NovaSure® is a newer treatment for menorrhagia. It is a quick, safe, simple, one-time endometrial ablation treatment. It is an alternative to hysterectomy. NovaSure gently removes the lining of the uterus with precisely measured electrical energy. This quick simple procedure is performed as an in-office procedure and generally takes less than 5 minutes. Unlike other ablation methods or hysterectomy, NovaSure does not involve hormones and has a quick recovery time—most women return to their regular activities the next day.
Heavy menstrual bleeding is classified as bleeding that soaks through a sanitary pad or tampon every hour for more than a few hours over a period of seven or more days. It is a common form of abnormal uterine bleeding.
Abnormal uterine bleeding affects an estimated 30% of women at some point during their lives. Hormonal changes are often the cause in teenagers during the 1 to 1 ½ years following their first period, as well as in women in their 40s and 50s who are approaching menopause. In general, heavy menstrual bleeding is more common among older women than among younger women. One study found that nearly 40% of women between the ages of 45 and 60 experienced abnormally heavy periods.
Besides hormonal changes, other causes of abnormal bleeding are fibroids, ovarian cysts, uterine or cervical polyps, and overgrowth of the uterine lining cells, called “hyperplasia.” All of these can be easily and effectively treated. Very rarely, abnormal uterine bleeding signals precancer or cancer of the uterus.

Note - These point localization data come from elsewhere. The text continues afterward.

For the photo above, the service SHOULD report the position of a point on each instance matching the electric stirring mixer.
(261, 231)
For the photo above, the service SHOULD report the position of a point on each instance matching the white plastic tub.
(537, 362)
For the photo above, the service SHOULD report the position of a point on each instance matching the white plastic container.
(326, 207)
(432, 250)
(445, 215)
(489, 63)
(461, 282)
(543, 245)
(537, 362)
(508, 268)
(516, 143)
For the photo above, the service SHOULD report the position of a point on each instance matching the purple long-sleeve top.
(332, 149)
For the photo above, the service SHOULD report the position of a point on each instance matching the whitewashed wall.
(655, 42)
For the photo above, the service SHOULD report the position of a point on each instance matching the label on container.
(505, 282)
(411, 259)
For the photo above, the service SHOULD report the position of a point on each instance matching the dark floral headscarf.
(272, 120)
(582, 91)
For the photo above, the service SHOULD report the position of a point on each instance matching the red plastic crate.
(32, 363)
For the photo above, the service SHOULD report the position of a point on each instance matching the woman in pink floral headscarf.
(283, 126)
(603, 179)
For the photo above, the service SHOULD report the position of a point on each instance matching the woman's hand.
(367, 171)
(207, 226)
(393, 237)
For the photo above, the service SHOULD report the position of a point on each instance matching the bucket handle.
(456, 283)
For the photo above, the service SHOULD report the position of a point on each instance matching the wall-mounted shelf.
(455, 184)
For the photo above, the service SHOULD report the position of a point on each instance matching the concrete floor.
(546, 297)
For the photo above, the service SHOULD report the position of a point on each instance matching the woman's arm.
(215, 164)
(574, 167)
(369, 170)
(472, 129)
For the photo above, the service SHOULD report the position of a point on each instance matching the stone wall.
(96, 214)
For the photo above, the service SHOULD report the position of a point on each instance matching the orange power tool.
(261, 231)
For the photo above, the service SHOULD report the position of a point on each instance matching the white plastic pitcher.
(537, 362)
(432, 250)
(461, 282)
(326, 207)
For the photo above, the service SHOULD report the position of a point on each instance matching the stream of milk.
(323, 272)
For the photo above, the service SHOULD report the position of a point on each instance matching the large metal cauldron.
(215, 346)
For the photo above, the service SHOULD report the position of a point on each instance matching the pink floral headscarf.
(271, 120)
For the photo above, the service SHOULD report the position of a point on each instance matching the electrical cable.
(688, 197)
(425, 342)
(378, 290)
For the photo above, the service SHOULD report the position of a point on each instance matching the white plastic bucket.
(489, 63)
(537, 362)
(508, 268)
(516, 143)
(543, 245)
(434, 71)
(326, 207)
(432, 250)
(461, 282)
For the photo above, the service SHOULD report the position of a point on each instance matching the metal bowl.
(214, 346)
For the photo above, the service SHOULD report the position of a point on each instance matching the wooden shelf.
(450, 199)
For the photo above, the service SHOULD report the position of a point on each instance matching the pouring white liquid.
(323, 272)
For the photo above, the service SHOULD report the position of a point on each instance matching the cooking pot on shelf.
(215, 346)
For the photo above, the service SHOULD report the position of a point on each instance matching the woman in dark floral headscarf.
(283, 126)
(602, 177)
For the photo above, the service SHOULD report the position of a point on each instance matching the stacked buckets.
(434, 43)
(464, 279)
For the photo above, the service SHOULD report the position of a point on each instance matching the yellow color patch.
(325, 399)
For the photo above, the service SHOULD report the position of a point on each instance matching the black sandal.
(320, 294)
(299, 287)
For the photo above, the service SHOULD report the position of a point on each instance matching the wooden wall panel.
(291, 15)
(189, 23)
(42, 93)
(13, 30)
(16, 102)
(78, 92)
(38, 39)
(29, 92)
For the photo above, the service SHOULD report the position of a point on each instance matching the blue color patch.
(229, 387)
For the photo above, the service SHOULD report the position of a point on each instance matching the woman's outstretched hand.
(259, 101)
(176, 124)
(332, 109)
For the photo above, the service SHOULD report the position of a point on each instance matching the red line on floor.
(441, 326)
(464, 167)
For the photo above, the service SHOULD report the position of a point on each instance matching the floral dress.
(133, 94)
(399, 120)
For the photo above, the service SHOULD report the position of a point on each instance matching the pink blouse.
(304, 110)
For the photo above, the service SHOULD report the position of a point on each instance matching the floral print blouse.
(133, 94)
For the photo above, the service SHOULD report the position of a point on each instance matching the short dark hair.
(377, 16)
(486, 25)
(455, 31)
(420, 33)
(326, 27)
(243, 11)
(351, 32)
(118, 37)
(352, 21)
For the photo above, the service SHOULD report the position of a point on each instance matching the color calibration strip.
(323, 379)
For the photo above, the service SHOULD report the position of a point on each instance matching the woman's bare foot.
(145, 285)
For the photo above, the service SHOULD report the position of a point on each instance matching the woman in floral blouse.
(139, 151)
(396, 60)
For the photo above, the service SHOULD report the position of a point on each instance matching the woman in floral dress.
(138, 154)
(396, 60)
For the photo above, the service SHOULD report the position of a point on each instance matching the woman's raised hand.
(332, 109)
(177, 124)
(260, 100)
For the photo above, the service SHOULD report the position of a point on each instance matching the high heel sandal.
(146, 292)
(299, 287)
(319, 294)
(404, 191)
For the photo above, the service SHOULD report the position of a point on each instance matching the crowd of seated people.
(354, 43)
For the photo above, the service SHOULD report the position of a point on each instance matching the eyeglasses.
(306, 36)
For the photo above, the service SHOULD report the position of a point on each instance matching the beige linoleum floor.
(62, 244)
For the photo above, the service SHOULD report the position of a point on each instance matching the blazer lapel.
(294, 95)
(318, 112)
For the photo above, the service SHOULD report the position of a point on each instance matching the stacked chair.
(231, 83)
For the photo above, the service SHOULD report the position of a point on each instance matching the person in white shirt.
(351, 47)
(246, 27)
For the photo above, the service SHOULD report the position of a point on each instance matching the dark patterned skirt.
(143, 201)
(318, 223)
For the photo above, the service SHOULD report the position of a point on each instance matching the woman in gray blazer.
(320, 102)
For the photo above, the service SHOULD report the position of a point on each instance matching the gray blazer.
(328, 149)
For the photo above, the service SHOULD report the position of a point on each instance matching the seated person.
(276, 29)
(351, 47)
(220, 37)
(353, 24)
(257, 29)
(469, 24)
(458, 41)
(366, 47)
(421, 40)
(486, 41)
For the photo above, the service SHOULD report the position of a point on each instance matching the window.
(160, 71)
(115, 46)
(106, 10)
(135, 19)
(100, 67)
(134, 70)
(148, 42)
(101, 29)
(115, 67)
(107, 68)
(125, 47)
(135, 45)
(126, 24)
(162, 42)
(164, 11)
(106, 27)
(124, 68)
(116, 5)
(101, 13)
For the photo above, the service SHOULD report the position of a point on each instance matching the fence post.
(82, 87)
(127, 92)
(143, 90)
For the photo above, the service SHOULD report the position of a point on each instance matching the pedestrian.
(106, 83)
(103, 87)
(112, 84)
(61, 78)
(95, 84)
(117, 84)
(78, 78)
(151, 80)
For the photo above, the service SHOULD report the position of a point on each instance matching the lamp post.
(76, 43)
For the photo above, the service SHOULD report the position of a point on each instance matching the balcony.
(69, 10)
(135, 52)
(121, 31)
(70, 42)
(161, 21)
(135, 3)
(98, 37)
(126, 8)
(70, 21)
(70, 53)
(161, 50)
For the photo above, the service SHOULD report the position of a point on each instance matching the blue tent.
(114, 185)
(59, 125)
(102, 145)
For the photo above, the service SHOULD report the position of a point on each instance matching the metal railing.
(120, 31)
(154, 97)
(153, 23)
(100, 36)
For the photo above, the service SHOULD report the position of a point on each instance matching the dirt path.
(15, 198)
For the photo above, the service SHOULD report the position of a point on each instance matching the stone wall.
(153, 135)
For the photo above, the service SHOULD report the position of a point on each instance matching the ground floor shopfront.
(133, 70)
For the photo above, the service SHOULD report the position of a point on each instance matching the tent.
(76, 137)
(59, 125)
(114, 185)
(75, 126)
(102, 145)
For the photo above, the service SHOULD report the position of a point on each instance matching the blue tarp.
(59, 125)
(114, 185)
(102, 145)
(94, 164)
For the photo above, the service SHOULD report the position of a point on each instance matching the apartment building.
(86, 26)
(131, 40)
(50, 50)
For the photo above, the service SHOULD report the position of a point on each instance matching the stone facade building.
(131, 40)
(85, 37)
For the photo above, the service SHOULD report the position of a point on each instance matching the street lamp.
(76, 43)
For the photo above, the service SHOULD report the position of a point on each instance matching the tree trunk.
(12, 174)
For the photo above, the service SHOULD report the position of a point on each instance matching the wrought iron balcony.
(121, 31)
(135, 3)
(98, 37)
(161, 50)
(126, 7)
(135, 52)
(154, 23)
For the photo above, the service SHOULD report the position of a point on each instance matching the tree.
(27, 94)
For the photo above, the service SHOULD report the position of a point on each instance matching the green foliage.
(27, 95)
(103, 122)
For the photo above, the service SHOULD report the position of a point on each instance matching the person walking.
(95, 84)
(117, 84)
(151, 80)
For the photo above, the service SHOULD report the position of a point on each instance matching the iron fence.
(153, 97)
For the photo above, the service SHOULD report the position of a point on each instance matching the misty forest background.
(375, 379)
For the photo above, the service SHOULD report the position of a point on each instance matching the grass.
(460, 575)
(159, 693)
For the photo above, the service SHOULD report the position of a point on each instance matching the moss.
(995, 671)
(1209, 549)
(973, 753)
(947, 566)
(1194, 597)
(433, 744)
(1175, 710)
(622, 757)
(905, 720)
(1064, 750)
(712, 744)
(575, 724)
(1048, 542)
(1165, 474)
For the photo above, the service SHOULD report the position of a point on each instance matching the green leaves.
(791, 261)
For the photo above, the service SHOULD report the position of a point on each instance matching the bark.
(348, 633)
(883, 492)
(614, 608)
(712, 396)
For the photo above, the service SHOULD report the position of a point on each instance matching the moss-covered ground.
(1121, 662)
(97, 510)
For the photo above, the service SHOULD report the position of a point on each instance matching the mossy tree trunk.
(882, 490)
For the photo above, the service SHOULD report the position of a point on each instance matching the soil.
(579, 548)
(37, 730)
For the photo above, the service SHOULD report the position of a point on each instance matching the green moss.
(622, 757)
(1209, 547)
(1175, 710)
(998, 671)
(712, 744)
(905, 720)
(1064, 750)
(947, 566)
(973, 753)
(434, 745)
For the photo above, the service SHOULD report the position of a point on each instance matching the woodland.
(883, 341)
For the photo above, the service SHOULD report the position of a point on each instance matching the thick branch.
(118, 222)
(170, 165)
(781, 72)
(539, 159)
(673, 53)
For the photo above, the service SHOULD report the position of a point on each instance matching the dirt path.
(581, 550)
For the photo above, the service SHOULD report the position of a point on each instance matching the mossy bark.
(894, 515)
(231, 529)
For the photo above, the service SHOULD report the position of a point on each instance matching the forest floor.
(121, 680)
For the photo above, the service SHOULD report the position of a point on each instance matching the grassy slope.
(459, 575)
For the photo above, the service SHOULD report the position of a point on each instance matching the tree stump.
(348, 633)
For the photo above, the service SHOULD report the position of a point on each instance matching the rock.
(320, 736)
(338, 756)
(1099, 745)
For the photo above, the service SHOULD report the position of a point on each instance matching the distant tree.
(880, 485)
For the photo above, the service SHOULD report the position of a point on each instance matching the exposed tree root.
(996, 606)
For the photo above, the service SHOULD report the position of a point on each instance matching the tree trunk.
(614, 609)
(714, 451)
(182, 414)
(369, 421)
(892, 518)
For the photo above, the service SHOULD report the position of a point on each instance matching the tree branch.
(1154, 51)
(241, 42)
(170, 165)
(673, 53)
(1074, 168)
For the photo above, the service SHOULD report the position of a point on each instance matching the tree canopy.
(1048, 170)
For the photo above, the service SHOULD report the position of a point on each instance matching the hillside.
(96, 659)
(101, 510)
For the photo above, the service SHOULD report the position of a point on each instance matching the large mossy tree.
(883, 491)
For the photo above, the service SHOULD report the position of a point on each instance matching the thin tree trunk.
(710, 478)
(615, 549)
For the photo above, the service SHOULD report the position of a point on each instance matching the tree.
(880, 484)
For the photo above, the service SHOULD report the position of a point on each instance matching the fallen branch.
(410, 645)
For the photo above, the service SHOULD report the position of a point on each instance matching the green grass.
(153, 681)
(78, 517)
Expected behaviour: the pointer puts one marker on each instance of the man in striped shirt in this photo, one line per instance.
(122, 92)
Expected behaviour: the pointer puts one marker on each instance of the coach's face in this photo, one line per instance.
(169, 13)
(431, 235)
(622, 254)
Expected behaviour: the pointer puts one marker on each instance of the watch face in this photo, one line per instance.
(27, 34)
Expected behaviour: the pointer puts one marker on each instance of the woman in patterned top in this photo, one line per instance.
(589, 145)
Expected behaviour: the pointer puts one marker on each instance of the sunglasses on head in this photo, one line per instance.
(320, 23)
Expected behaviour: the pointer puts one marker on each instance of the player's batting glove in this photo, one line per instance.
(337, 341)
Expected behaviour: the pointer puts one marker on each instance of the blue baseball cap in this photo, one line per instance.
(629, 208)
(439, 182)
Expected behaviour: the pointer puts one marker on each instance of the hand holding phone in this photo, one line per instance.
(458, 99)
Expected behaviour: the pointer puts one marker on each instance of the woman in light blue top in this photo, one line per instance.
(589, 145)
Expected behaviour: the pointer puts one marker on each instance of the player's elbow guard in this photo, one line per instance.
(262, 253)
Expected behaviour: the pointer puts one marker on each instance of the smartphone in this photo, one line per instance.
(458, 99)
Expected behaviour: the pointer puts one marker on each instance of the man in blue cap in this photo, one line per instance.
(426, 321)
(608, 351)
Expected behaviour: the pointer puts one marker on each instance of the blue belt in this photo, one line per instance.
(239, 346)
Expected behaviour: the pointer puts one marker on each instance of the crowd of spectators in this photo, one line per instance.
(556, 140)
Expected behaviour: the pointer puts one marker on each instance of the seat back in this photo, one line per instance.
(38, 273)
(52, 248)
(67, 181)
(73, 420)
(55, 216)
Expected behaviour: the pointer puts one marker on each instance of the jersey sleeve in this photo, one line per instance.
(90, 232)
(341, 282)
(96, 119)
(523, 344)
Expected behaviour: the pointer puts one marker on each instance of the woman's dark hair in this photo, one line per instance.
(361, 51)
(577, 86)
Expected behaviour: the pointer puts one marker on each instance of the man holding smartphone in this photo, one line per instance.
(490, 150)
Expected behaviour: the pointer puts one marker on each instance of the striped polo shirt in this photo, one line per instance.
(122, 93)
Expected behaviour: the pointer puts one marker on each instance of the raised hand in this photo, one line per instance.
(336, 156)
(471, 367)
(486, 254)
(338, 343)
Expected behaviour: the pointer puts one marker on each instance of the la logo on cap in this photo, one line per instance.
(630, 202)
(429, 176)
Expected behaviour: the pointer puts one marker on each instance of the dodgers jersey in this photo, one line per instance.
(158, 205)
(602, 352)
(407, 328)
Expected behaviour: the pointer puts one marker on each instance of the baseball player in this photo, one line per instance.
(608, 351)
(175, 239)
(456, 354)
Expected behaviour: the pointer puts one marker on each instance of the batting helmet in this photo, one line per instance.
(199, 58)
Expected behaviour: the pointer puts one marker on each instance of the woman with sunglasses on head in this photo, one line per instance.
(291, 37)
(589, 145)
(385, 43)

Up to 15% of women who have heavy menstrual bleeding may have an undiagnosed bleeding disorder called von Willebrand’s disease, an inherited condition in which the blood lacks certain factors needed for proper clotting. Von Willebrand’s disease may be likened to a very mild form of hemophilia and must be treated with the appropriate clotting factors. It is important to get a proper diagnosis of the cause of abnormal bleeding, because the treatments for heavy menstrual bleeding will not work if the true cause is a bleeding disorder.
Abnormal uterine bleeding may be treated with hormones, medications, or minimally invasive surgical procedures.
In younger women, treatment with hormones almost always solves the problem. However, if bleeding persists after medical therapy has been tried, certain tests can be used to determine the cause. These include hysteroscopy, D&C, endometrial biopsy, sonogram and saline-infusion sonogram.
The appropriate treatment is determined by the underlying cause of the bleeding. If abnormal bleeding is due to fibroids, resectoscopic myomectomy may be appropriate. If it is due to polyps or hyperplasia, a D&C may correct the problem. In some women, abnormal bleeding may persist even after hormonal treatment, medical therapy or a D&C. Sometimes this is due to changes in the uterine muscle wall or the uterine lining. For those who do not wish to have children and for whom the abnormal bleeding is severe enough to cause anemia, a technique called endometrial ablation may be the right choice.
Hysterectomy should only be used as a last resort, after other approaches have failed, or when appropriate to eradicate uterine cancer.
It is important to discuss all treatment options with your doctor.